Computer science is one of the most promising job fields in the 21st century. A recent GoodCall article reported that it has the highest job offer rate of all STEM careers, and the median average salary for recent college grads with a computer science-related degree is $55,576.
However, America may have a problem filling the demand for these employees if a significant portion of students is hindered by a steep learning curve, as a result of delayed exposure to computer science.
According to a recent Gallup report, many students are not gaining foundational computer science skills in school. The report reveals:
- 40% of U.S. middle and high school students report using computers every day at school
- 58% of students in grades 7 through 12 say their school offers dedicated computer science classes
- 52% report that computer science is taught as part of other classes at their school
- 43% say their school sponsors a computer science group or club
- 25% report they don’t have access to a computer science class or club at school
The report also reveals disparities in access and differing opinions among parents, teachers, and administrators regarding the importance of computer science. For instance:
- 66% of parents with children in the seventh through 12th grades say students should be required to learn computer science. Low-income parents are even more likely to agree, since their children are more likely to lack access.
- 80% of parents say computer science is as important as math and English.
- 7% of principals and 6% of superintendents say that demand for computer science is high among parents in their school or their school district.
- 23% of teachers, 24% of principals, and 29% of superintendents agree or strongly agree that teaching computer science is a top priority at their school or school district.
- Among schools that offer computer science, 47% say that fundamentals, like coding and computer programming, are part of the coursework.
A lack of computer science fundamentals can be detrimental to students in particular, and the country in general. “Equity in digital learning remains an issue and despite widespread connectivity, a majority of schools and libraries lack the bandwidth to drive digital learning,” says Jonathan Zaff, executive director of the Center for Promise, the research institute of America’s Promise Alliance, an organization that focuses on raising graduation rates and increasing classroom access to technology.
Zaff tells GoodCall, “While digital learning is supposed to be a tool for helping to bridge the economic divide, the fact remains that several communities and homes, especially in rural and disadvantaged neighborhoods around the country, lack the ability to either afford the digital devices or resources to properly use them.” When schools don’t have the right classes, instructors and physical resources, Zaff warns students may lose valuable time developing a computer science skill set, which in turn, may undermine their chances for success in college and beyond.
Elie Venezky, author, app developer, and educational director of Prestige Prep Tutoring in New York City, was recently nominated for a World Technology Network Award in Education. He tells GoodCall, “A large and growing percent of jobs now require at least minimal computer science ability.
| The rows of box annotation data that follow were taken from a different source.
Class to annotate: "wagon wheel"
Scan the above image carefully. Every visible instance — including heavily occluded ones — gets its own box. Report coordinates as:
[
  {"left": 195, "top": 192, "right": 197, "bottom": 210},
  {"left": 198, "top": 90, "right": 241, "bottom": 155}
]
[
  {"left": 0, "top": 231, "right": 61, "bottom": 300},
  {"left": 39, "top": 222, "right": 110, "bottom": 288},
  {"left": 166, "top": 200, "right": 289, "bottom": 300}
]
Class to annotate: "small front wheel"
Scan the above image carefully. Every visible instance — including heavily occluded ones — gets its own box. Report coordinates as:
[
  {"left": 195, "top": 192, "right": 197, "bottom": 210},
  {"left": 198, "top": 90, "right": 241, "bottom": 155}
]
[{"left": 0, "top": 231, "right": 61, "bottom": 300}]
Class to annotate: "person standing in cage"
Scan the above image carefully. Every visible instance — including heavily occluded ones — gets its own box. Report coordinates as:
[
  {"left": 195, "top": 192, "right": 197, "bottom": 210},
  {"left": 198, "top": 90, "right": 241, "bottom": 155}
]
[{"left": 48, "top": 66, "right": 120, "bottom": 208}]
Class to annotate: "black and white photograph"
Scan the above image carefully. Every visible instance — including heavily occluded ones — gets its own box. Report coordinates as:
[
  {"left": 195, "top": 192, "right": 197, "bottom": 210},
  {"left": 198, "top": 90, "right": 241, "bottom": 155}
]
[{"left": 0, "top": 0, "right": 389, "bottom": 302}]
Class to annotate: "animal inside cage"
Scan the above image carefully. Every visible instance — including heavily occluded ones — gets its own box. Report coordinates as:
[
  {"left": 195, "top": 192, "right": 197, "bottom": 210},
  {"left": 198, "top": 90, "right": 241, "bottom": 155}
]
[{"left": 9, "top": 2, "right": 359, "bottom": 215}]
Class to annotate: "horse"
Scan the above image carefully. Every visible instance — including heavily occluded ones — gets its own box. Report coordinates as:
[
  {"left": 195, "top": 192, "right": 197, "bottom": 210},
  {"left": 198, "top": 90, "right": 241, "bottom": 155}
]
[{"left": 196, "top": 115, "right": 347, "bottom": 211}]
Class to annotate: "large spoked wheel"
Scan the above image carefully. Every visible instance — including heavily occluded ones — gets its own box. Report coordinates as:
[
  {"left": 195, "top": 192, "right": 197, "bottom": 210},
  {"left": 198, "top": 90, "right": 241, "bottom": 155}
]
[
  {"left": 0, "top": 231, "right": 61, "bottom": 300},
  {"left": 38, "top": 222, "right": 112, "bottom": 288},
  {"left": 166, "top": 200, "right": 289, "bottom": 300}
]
Not teaching students these lessons is leaving them at a severe disadvantage for the future. Making computer programming part of every student’s core curriculum is the way forward, and anything less is a disservice.”
And because technology has become such an essential part of our daily lives, Nimit Maru, co-founder of New York City-based Fullstack Academy (a software development school) and Grace Hopper Academy (a software engineering school for females that has no upfront tuition), says the ability to code is the must-have skill of the future.
“If access to CS education continues to be limited in middle schools and high schools, I think we’ll see many young adults heading to college and, eventually, the workforce without the skills they need to succeed,” warns Maru. He says that computer science has to be a part of the core curriculum. “It’s vital for the success of the young generation, and the United States as a whole.”
Signs of hope
Learning computer science is like learning a second language,” says Maru. “Our passion has always been in mentorship and teaching students to apply coding in fun and innovative ways that make a difference in their own lives, which in turn makes programming more accessible and tangible.”
Maru believes that workshops and video tutorials can help engage beginners and show them that even if they’re not computer-savvy, they can still use code to create games or useful resources. He also believes that teaching more grade-school instructors the fundamentals of programming can increase computer science education access.
Michigan Technological University is one higher education institution that is committed to bringing computer science into public schools. Each year, the school participates in Hour of Code, a global event highlighting the importance of getting students involved in coding. Computer science faculty and students from Michigan Tech go to local elementary and high school classrooms to share the excitement of coding.
“Coding is fun, challenging, but well within students’ grasp, and it’s a great outlet for personal creativity,” Charles Wallace, associate professor of computer science at Michigan Tech, tells GoodCall. “Also, coding and computing skills are in huge demand worldwide, and students are preparing for exciting and productive futures by developing these skills.”
Many students can benefit from the efforts of Fullstack Academy, Grace Hopper Academy, and MTU. But to reach the majority of students requires a shift in priorities among elementary and high schools, and a nationwide commitment to provide the resources needed to develop a strong computer science pipeline.